Halting hydroxychloroquine trials based on faulty Lancet study is 'knee jerk reaction', say CSIR, IGIB, CMI
May 29, 2020
By Suchitra Mukherjee
New Delhi [India], May 30 : Council of Scientific and Industrial Research (CSIR) Director-General Shekhar Mande, Institute of Genomics and Integrative Biology (IGIB) Delhi Director Anurag Agarwal and Chennai Mathematical Institute (CMI) Chennai Director Rajeev Karandikar have written to the World Health Organisation (WHO) and asked the global health body to resume trial of hydroxychloroquine (HCQ) for the treatment of COVID-19 patients as early as possible, asserting that the Lancet's study is not correct.
In an email to Lancet paper editor Richard Charles Horton as well as WHO, Mande stated the study published in Lancet on HCQ and chloroquine and its effect on COVID-19 is an observational study with statical parameters and analysis, which is not sufficiently good.
It also stated that the decision of WHO to temporarily suspend quality HCQ trials based on findings of the Lancet study appears to be a "knee-jerk reaction".

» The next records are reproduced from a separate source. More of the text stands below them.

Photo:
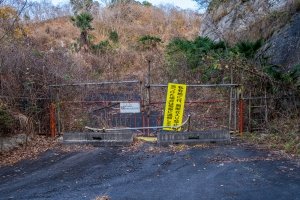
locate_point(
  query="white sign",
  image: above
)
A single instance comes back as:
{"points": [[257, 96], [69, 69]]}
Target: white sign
{"points": [[130, 107]]}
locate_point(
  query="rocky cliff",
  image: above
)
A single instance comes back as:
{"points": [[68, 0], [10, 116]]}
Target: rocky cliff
{"points": [[276, 21], [283, 49]]}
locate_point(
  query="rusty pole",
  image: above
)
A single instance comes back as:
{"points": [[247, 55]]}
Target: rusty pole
{"points": [[52, 121]]}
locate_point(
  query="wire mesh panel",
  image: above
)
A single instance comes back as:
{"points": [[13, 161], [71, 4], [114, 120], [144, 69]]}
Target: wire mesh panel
{"points": [[208, 105], [96, 105]]}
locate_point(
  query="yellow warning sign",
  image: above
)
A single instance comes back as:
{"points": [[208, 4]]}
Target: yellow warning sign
{"points": [[174, 108]]}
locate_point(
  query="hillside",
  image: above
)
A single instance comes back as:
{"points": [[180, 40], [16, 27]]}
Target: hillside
{"points": [[131, 22]]}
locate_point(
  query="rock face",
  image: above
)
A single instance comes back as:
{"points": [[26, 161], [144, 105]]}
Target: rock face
{"points": [[234, 20], [283, 49]]}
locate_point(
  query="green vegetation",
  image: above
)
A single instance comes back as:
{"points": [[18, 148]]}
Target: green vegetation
{"points": [[7, 121], [83, 22], [101, 47], [147, 3], [149, 41], [114, 36]]}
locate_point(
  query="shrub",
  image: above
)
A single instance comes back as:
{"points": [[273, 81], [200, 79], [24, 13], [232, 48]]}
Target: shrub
{"points": [[149, 41], [114, 36], [101, 47]]}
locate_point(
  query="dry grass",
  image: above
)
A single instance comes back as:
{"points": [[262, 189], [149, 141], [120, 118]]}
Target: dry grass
{"points": [[131, 21], [283, 134]]}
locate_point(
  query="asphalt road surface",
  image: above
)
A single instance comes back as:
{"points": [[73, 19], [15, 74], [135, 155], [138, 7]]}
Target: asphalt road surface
{"points": [[220, 172]]}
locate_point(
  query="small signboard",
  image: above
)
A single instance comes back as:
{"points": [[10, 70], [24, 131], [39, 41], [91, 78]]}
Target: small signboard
{"points": [[174, 109], [130, 107]]}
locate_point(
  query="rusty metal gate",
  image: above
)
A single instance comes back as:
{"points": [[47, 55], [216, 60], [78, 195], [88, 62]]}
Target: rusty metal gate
{"points": [[211, 107], [94, 104], [75, 106]]}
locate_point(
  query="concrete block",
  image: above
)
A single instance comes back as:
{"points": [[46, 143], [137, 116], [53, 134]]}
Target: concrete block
{"points": [[211, 136]]}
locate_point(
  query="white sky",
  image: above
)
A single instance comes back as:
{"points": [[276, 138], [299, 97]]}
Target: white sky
{"points": [[184, 4]]}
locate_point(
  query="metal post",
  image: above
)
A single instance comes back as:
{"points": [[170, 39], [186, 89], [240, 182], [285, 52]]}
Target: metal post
{"points": [[235, 109], [149, 94], [52, 120], [241, 116], [249, 114]]}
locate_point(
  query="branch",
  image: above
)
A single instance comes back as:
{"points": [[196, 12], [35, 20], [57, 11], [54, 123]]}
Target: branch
{"points": [[15, 20]]}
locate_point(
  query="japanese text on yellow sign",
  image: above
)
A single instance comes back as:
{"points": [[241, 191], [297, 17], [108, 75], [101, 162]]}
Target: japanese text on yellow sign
{"points": [[174, 108]]}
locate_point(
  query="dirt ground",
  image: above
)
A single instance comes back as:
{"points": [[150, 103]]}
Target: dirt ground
{"points": [[145, 171]]}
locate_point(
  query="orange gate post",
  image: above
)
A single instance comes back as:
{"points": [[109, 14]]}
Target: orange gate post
{"points": [[241, 116], [52, 120]]}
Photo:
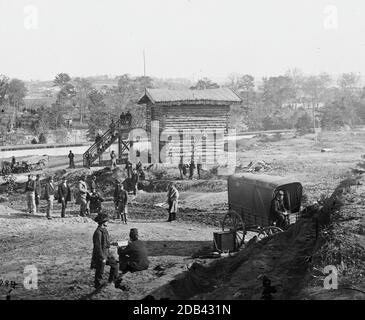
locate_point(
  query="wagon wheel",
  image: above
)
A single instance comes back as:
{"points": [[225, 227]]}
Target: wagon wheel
{"points": [[268, 231], [232, 221]]}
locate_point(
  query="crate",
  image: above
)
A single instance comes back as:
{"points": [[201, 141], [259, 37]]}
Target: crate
{"points": [[224, 241]]}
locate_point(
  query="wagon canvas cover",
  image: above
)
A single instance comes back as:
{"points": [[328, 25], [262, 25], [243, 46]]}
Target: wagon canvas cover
{"points": [[251, 195]]}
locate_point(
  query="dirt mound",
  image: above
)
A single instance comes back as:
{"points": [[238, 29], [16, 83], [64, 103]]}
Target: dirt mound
{"points": [[321, 237]]}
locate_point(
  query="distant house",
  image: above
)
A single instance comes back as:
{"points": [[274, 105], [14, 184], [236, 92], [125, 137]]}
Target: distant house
{"points": [[192, 123]]}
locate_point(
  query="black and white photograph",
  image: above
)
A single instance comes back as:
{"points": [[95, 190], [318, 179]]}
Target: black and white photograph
{"points": [[193, 151]]}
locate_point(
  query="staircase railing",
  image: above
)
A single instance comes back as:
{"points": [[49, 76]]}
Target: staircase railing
{"points": [[106, 140]]}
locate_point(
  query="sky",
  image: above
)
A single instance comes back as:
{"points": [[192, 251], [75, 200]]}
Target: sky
{"points": [[181, 38]]}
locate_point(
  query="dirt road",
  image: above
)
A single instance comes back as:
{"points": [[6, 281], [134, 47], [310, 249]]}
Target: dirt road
{"points": [[61, 251]]}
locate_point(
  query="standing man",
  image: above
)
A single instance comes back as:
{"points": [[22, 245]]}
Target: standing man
{"points": [[13, 163], [191, 168], [37, 192], [128, 167], [280, 212], [49, 192], [113, 156], [134, 180], [122, 118], [71, 157], [128, 117], [199, 167], [172, 200], [181, 167], [121, 201], [64, 195], [82, 196], [30, 192], [95, 201], [93, 184], [112, 128], [101, 255]]}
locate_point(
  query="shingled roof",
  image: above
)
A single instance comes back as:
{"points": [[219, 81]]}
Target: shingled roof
{"points": [[220, 96]]}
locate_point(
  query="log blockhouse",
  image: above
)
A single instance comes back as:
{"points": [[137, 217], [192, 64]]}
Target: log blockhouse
{"points": [[192, 123]]}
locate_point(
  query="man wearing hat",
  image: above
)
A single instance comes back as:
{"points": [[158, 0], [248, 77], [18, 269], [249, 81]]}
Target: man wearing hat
{"points": [[172, 200], [101, 255], [120, 201], [82, 195], [134, 256], [280, 212], [49, 191], [64, 195]]}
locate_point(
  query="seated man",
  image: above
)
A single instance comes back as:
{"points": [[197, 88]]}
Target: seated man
{"points": [[280, 213], [134, 256]]}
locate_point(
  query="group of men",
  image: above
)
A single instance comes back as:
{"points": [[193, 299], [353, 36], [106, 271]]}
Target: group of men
{"points": [[33, 190], [134, 256], [90, 202], [191, 166], [131, 258]]}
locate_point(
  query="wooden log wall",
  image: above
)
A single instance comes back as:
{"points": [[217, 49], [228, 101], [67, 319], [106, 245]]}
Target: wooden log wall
{"points": [[191, 130]]}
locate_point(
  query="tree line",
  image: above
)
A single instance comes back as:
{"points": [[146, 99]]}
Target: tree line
{"points": [[291, 100]]}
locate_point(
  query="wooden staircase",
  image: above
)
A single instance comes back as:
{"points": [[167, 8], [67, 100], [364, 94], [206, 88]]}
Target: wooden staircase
{"points": [[107, 139]]}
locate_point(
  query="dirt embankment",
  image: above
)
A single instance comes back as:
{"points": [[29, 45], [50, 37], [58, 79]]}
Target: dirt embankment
{"points": [[331, 233]]}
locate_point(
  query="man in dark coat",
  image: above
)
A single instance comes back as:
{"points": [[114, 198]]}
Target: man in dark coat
{"points": [[128, 167], [93, 183], [29, 190], [134, 180], [172, 200], [279, 211], [181, 168], [101, 255], [128, 118], [134, 257], [71, 157], [191, 169], [37, 192], [95, 201], [49, 191], [64, 195], [120, 201]]}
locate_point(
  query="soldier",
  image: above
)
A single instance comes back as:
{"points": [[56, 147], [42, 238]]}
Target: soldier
{"points": [[128, 117], [128, 167], [30, 192], [199, 168], [191, 169], [122, 118], [112, 128], [49, 192], [134, 257], [37, 192], [134, 180], [82, 196], [172, 200], [13, 163], [101, 255], [64, 195], [120, 201], [181, 167], [280, 212], [71, 157], [113, 157], [93, 184], [95, 201]]}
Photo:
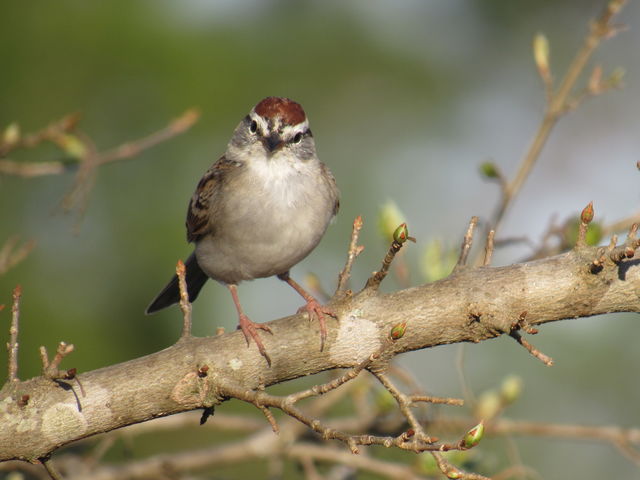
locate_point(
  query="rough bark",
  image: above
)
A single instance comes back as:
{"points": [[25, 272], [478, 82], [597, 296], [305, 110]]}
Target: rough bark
{"points": [[471, 305]]}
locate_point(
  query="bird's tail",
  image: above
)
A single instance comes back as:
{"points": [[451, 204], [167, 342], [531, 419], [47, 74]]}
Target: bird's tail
{"points": [[170, 294]]}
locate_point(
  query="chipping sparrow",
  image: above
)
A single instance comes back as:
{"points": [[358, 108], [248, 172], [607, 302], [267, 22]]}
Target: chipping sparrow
{"points": [[259, 210]]}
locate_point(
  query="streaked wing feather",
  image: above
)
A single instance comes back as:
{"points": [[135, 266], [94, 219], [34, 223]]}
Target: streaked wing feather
{"points": [[198, 214]]}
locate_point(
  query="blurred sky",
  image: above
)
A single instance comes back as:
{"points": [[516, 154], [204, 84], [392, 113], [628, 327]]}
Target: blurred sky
{"points": [[405, 99]]}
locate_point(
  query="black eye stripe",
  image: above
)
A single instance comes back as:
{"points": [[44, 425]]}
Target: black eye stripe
{"points": [[299, 136]]}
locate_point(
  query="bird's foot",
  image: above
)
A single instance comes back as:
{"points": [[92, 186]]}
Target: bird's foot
{"points": [[250, 330], [318, 311]]}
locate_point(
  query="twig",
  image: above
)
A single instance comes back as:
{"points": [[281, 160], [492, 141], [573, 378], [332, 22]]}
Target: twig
{"points": [[600, 29], [50, 368], [131, 149], [12, 346], [586, 217], [50, 133], [185, 305], [628, 249], [353, 252], [400, 237], [466, 245], [515, 334], [333, 384], [488, 250], [10, 258]]}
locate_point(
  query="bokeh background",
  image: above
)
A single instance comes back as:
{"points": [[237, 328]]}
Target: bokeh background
{"points": [[405, 99]]}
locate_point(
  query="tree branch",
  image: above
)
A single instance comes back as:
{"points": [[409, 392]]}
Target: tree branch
{"points": [[472, 305]]}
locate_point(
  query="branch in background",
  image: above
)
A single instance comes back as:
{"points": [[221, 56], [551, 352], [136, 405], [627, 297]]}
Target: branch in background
{"points": [[560, 102], [10, 256], [80, 153]]}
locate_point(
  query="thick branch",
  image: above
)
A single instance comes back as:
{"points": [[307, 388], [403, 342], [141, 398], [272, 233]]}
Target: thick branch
{"points": [[470, 306]]}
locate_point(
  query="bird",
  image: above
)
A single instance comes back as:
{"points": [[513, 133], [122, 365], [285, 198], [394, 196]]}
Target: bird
{"points": [[259, 210]]}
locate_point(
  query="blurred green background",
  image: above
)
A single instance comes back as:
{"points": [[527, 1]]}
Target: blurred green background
{"points": [[405, 99]]}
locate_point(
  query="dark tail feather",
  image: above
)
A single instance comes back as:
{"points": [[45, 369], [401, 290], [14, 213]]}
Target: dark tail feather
{"points": [[170, 294]]}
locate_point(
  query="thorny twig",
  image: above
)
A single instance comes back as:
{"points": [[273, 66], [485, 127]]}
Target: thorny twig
{"points": [[10, 257], [352, 253], [466, 245], [12, 346], [400, 236], [185, 305]]}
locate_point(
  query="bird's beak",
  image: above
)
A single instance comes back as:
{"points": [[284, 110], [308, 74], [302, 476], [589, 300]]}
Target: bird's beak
{"points": [[272, 142]]}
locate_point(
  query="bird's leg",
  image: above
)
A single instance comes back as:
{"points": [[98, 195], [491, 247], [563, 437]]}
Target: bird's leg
{"points": [[248, 327], [312, 307]]}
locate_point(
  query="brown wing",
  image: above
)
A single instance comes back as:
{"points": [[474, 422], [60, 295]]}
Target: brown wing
{"points": [[332, 185], [201, 204]]}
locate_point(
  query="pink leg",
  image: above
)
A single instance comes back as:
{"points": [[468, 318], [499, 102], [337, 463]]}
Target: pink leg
{"points": [[312, 307], [248, 327]]}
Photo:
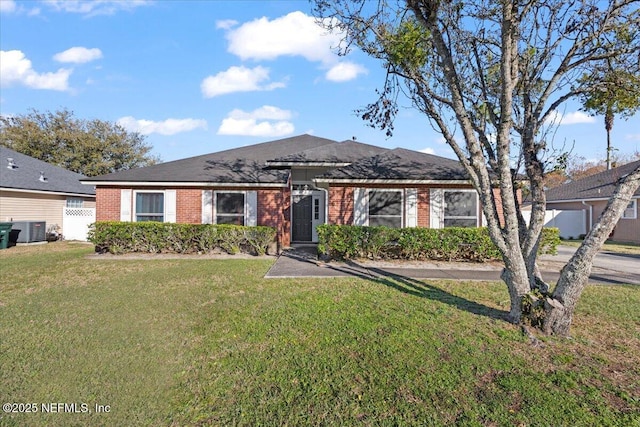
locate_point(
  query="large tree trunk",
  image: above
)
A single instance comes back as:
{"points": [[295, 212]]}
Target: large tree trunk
{"points": [[559, 307]]}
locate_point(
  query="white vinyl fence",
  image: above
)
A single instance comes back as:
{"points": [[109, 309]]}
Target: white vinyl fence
{"points": [[76, 221], [572, 223]]}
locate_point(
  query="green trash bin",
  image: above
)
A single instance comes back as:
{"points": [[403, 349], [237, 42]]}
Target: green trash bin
{"points": [[5, 230]]}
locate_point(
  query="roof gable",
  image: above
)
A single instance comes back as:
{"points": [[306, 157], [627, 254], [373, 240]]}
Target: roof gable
{"points": [[238, 165], [340, 153], [597, 186], [400, 164], [26, 172]]}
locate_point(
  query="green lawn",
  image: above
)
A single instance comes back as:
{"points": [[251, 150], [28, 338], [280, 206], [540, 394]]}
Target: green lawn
{"points": [[621, 248], [210, 342]]}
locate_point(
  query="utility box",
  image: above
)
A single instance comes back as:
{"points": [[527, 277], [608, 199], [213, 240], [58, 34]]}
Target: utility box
{"points": [[5, 230], [30, 231]]}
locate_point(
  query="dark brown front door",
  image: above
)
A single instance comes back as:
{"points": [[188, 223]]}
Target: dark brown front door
{"points": [[302, 216]]}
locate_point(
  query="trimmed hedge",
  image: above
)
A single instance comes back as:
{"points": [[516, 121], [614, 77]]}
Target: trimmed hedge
{"points": [[445, 244], [161, 237]]}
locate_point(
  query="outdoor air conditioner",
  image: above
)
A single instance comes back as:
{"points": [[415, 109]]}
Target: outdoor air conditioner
{"points": [[30, 231]]}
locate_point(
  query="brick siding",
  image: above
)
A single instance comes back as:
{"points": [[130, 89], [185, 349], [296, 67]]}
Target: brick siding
{"points": [[107, 204], [189, 205]]}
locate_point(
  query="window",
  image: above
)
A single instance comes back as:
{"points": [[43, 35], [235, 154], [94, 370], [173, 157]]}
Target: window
{"points": [[73, 202], [385, 208], [460, 208], [631, 212], [229, 208], [149, 207]]}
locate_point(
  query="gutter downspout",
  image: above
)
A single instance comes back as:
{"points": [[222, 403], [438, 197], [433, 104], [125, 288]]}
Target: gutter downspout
{"points": [[590, 214]]}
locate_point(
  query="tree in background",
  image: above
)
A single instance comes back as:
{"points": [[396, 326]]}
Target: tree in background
{"points": [[488, 75], [89, 147], [614, 92]]}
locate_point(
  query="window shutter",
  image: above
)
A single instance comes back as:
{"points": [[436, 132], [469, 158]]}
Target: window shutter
{"points": [[411, 207], [360, 206], [170, 206], [437, 208], [125, 205], [207, 206], [251, 208]]}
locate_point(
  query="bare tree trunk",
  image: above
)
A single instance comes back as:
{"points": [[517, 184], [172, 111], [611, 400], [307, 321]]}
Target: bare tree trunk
{"points": [[560, 306]]}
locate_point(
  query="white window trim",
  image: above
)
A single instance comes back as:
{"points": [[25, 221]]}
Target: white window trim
{"points": [[134, 213], [215, 205], [444, 204], [402, 207], [634, 202], [75, 200]]}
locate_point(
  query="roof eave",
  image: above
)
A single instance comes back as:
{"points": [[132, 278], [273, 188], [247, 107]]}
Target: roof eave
{"points": [[392, 181], [273, 164], [54, 193], [183, 184]]}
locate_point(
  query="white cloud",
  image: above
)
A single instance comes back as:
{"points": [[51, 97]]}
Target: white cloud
{"points": [[226, 24], [78, 55], [166, 127], [8, 6], [345, 71], [266, 121], [16, 69], [295, 34], [238, 79], [556, 118], [95, 7]]}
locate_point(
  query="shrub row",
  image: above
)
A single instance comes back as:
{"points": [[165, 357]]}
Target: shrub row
{"points": [[159, 237], [446, 244]]}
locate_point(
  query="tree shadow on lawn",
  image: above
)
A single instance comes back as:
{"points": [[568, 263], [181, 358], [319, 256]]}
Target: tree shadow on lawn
{"points": [[421, 289]]}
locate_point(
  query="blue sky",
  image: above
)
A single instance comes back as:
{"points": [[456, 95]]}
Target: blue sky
{"points": [[202, 76]]}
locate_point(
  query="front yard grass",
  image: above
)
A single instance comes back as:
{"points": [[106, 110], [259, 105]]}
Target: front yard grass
{"points": [[615, 247], [211, 342]]}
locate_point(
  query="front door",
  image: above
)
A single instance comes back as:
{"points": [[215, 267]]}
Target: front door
{"points": [[302, 218]]}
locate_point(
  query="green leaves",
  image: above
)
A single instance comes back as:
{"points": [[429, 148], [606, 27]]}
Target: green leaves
{"points": [[407, 46], [89, 147], [160, 237], [417, 243]]}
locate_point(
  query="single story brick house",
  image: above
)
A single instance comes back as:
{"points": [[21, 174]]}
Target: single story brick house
{"points": [[35, 191], [295, 184], [591, 194]]}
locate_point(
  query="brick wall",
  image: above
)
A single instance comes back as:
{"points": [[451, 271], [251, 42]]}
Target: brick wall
{"points": [[107, 204], [340, 205], [189, 206]]}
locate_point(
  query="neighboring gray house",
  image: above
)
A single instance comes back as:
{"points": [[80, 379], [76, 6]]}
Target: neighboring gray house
{"points": [[590, 195], [33, 190]]}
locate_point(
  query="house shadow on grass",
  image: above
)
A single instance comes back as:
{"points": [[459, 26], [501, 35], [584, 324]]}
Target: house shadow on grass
{"points": [[421, 289], [303, 262]]}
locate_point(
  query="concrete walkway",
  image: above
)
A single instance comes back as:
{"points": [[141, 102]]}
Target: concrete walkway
{"points": [[303, 262]]}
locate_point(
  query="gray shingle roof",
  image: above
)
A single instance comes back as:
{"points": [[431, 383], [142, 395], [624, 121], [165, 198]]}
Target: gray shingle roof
{"points": [[26, 175], [340, 152], [238, 165], [401, 164], [250, 164], [598, 186]]}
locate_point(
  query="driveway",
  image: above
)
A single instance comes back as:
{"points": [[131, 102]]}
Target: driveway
{"points": [[302, 262], [608, 267]]}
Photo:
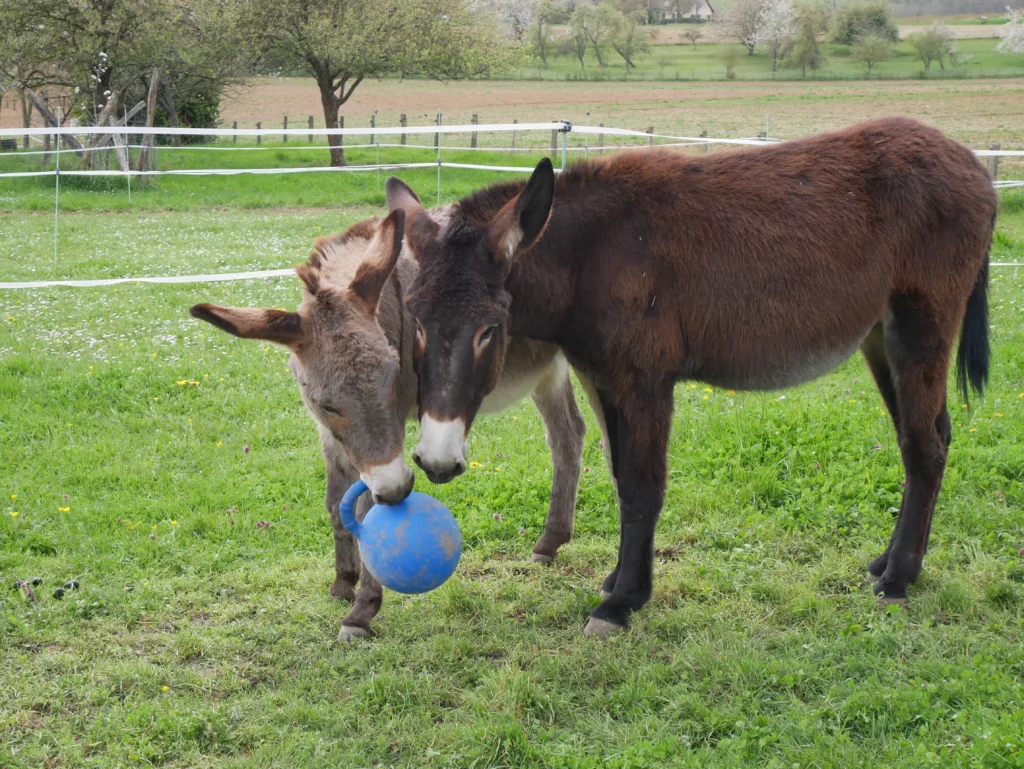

Mande said that the study design and statistical interference are not right and therefore, it does not deserve any attention of the readers.
"In our considered opinion, the decision of WHO is questionable and the statistical analysis is not correct. Lancet paper is not sufficiently rigorous, rather it is faulty and therefore, the decision of the WHO to temporarily halt the study is not correct. We have written an email to the WHO that the decision is not right and the HCQ clinical trial must resume as early as possible," Mande said.
The email refers to the article in Lancet "Hydroxychloroquine or chloroquine with or without a macrolide for treatment of COVID-19: a multinational registry analysis", which present an analysis of the hospital registry data on the effect of HCQ on COVID-19 patients.
According to the letter, the article published in Lancet appears to give a sense of legitimacy to the findings and consequently has led to the suspension of HCQ trial by the WHO.
"However, the study has several limitations as the authors have themselves acknowledged in the article. Thus, using this study to halt the use of HCQ or chloroquine in the ongoing controlled trial seems questionable," it said.
"The article represents an observational study. Unlike randomised blinded trials where subjects are chosen randomly to receive treatment, to minimise differences between treatment groups in this study, there has been no such prior design. The methodology of the paper mentions that all patients who were hospitalised between December 20, 2019, and April 14, 2020, with PCR confirmed COVID-19 infection were analysed," read the letter.
The research bodies said that first reported symptoms of the diseases was a cluster of pneumonia cases which were recorded on December 31, 2019, in China's Wuhan and the WHO published the first disease outbreak news on the new virus only on January 5, 2020.
"Moreover, it was only on January 20, 2020, that the first case was recorded in the US. Thus, scanning the records of hospitalisation from December 20, 2019, appears to be unjustified. While it is not expected to make any difference since PCR confirmation would not be there for non-COVID cases, it is worth noting that the number of patients and the number of deaths in this study are inconsistent with public health records of the same, often exceeding them despite surveying only a subset of healthcare organisations," read the letter.
They said that this raises concern for errors in data extraction from electronic records.
"Even if the data were correctly extracted, severe flaws remain. The main problematic area here, as in all observational studies, is the baseline differences between groups and application of statistical methods to adjust for them," the letter stated.
"Clearly, in this Electronic Health Record (EHR) data-driven study, without any inputs of local treatment protocols, we do not know whether the patients, who were administered chloroquine/hydroxychloroquine were chosen based on -- the severity of symptoms, the number of symptoms reported/observed or location-specific: some hospitals gave it to all (or most) and some gave to few. If so, then the conclusions have no value, because the confounding factors that this choice introduces cannot be statistically corrected using available data," it said.
The research bodies said that on various parameters, the patients who were given chloroquine/ hydroxychloroquine seem to be doing far worse.
"Table 2 shows that the control group has the lowest baseline severity markers, BMI, proportion of males, coronary artery disease, congestive heart failure, diabetes and hypertension amongst all groups. These represent all the major known risks and while individual differences are small and may lack statistical significance, it appears likely that physicians were selecting for sicker patients while assigning treatment with HCQ/CQ," the letter said.
"This is not unexpected here and highlights the well-known problem of statistical comparisons of unbalanced unrandomised groups in observational studies. Conventional statistics test the null hypothesis, which is automatically rejected if the groups are likely to be dissimilar. Little value is then added by confidence intervals and p-values in determining whether differences are causally related to the intervention label of the group," it said.
"Overall, this suggests that receiving the treatment was based on the severity of symptoms. While this does support the lack of high effectiveness of HCQ/CQ therapy, the decision of WHO to temporarily suspend quality HCQ trials based on findings of this study appears to be a knee jerk reaction," it further said.